Sein Geschäft, – die Tiere, – die übelriechende Bude, das Publikum, – der Gesang, – die Musik, – alles widert ihn an. Seine Einbildungskraft weist ihn auf Guillaumes lustige Bande zurück. Er schwebt in wachen Träumen mit dem kecken Volk auf wieherndem Renner die Bahn entlang; seine seidenen Gewänder flattern rauschend beim tobenden Schalle der Musik. Er möchte die Flucht ergreifen, möchte den schnöden Affen, großen Katzen, Bären und Hyänen Valet sagen! Aber Laura lächelt ihn, wie aus Zerstreuung, einmal an, und es ist aus.

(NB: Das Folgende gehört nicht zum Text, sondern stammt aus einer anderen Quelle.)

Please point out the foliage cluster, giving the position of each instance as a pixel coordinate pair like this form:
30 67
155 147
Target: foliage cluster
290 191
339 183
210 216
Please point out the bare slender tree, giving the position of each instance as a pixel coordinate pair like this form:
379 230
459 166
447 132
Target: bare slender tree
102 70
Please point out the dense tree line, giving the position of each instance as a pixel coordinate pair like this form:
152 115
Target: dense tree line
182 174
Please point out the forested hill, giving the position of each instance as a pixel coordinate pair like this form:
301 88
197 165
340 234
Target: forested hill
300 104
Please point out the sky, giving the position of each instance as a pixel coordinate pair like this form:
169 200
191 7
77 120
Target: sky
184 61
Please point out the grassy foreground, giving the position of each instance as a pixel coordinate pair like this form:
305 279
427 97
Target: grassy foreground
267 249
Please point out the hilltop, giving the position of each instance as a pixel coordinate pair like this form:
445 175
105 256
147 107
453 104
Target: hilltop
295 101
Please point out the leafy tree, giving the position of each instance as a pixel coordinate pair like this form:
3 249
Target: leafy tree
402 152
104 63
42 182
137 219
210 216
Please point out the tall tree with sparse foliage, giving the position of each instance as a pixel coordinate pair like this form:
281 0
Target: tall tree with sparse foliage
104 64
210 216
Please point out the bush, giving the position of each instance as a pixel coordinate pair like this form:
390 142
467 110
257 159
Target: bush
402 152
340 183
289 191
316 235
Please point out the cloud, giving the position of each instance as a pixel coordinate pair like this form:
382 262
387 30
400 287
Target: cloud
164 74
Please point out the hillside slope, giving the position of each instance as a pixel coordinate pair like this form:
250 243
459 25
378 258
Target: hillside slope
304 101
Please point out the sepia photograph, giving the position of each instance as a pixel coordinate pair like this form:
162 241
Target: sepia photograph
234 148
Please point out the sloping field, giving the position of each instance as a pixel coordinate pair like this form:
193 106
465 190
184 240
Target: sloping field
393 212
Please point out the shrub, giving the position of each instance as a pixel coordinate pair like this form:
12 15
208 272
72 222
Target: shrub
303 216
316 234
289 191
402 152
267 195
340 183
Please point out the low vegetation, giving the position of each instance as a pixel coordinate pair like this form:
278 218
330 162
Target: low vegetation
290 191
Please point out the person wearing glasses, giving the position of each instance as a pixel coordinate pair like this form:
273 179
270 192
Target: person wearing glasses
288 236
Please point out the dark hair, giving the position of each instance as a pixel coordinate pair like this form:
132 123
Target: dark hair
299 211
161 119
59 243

Eines noch hält ihn aufrecht: das Bedürfnis zu lesen, zu lernen, wie sonst. Nur daß er es jetzt in Städten leichter befriedigen kann, als während seines Landlebens, französische Bücher wechselten mit deutschen, was die Leihbibliotheken besitzen, stöbert er auf. Unter anderen sind ihm auch Goethes Gedichte zugekommen. Viele hat er ausgeschrieben, manche auswendig gelernt. Eins rezitiert er, wo er geht und steht. Doch den Titel hat er umgeändert. Nicht Lilis, – nein »Lauras Park« nennt er's. Oft, wenn eine weichere Stimmung über ihn kommt, wiederholt er:
»Denn so hat sie aus des Waldes Nacht
Einen Bären, ungeleckt und ungezogen,
Unter ihren Beschluß herein betrogen,
Unter die zahme Kompanie gebracht
Und mit den andern zahm gemacht!
Bis auf einen gewissen Punkt, versteht sich!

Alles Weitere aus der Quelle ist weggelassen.